La guerra delle illusioni e la propaganda Ucraina

Questo conflitto in Ucraina è stato definito in tanti modi: operazione militare speciale, secondo il Cremlino, intendendo che non avrebbe spianato i palazzi del potere e dato la caccia a Zelensky; guerra per procura, per coloro che hanno visto un contrasto voluto e cercato dagli Stati Uniti al fine di contenere l’influenza russa e dare un chiaro segnale alla Cina. La procura, naturalmente, è che a morire sono gli ucraini e i Marines se ne stanno al riparo nelle basi in Polonia. Abbiamo poi la guerra di propaganda, dove l’aspetto comico di questa tragedia è vedere certe trasmissioni d’approfondimento che accusano le reti moscovite di spacciare balle colossali, mentre i presenti parlano di morte ormai prossima di Putin, di una Armata Rossa comandata da idioti e ridotta al lumicino, di golpe dietro l’angolo e di una vittoria scontata dell’Ucraina/Occidente contro il Male.
Io la definirei la guerra delle illusioni.

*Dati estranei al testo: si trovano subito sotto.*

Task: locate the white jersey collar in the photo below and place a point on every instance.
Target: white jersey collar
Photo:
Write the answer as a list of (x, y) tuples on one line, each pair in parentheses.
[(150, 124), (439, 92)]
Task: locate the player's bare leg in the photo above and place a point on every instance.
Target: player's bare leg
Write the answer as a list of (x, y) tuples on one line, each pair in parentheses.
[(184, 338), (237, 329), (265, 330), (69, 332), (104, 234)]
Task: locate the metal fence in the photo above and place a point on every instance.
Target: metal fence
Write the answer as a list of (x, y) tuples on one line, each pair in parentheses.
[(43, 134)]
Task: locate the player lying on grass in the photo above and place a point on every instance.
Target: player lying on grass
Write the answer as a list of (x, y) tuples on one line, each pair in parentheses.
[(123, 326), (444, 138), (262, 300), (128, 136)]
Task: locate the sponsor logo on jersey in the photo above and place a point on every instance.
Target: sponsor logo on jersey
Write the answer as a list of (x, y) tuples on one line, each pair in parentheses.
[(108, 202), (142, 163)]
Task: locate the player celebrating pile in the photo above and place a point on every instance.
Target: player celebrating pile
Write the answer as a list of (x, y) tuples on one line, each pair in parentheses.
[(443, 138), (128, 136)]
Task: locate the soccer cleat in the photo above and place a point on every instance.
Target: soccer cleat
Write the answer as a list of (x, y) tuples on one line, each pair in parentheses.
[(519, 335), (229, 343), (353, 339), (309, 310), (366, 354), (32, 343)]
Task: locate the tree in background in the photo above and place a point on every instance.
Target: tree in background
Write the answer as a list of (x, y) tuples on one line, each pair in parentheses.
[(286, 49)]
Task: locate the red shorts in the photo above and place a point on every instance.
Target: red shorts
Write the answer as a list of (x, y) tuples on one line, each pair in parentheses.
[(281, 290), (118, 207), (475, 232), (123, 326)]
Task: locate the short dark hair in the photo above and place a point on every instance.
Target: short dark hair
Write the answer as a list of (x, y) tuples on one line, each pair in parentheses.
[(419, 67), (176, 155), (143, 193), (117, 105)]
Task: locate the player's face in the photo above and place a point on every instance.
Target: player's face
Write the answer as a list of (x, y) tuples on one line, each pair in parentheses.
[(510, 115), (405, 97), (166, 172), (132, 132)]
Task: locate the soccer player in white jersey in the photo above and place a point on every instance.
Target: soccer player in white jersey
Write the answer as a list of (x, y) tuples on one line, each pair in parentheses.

In questi giorni circola sui social una vignetta che ritrae uno Zelensky implorante, che chiede ad un invisibile interlocutore: “Facciamo fino al penultimo ucraino?” - dando per scontato che lui non s’immolerà sull’altare della Patria - “...terz’ultimo…?”, “me fate sapè…?”.
La verità è in questa vignetta, come spesso accade osservando la sintesi satirica. In queste ultime settimane abbiamo ascoltato il capo del Pentagono Blinken affermare che, con le armi della NATO, l’Ucraina non era solo in grado di resistere, ma di vincere; la baronessa von der Leyen ha confermato la stessa previsione e, sull’onda dell’entusiasmo, le ha fatto eco la stampa militante. Poi, arrivano gli accorati video dei soldati ucraini nelle viscere dell’acciaieria Azovstal e la decisione del governo di Kiev d’ordinare la loro resa ai russi. L’Ucraina ha bisogno di eroi vivi, dice Zelensky. Il Comandante del Battaglione Azov, Denis Projipenko, ubbidisce recalcitrante. Lui e i suoi avrebbero preferito combattere fino alla fine. Ma tutte le televisioni del mondo diffondono le immagini di una processione di soldati feriti, sorretti da altri con i segni della fame e della sconfitta sul volto. Alcuni dichiarano che non avevano più nulla da mangiare e da sparare. Perquisiti dai soldati russi, mestamente sollevano la camicia per mostrare tatuaggi di croci uncinate e teschi, con il capo chino e, forse, vergognandosene.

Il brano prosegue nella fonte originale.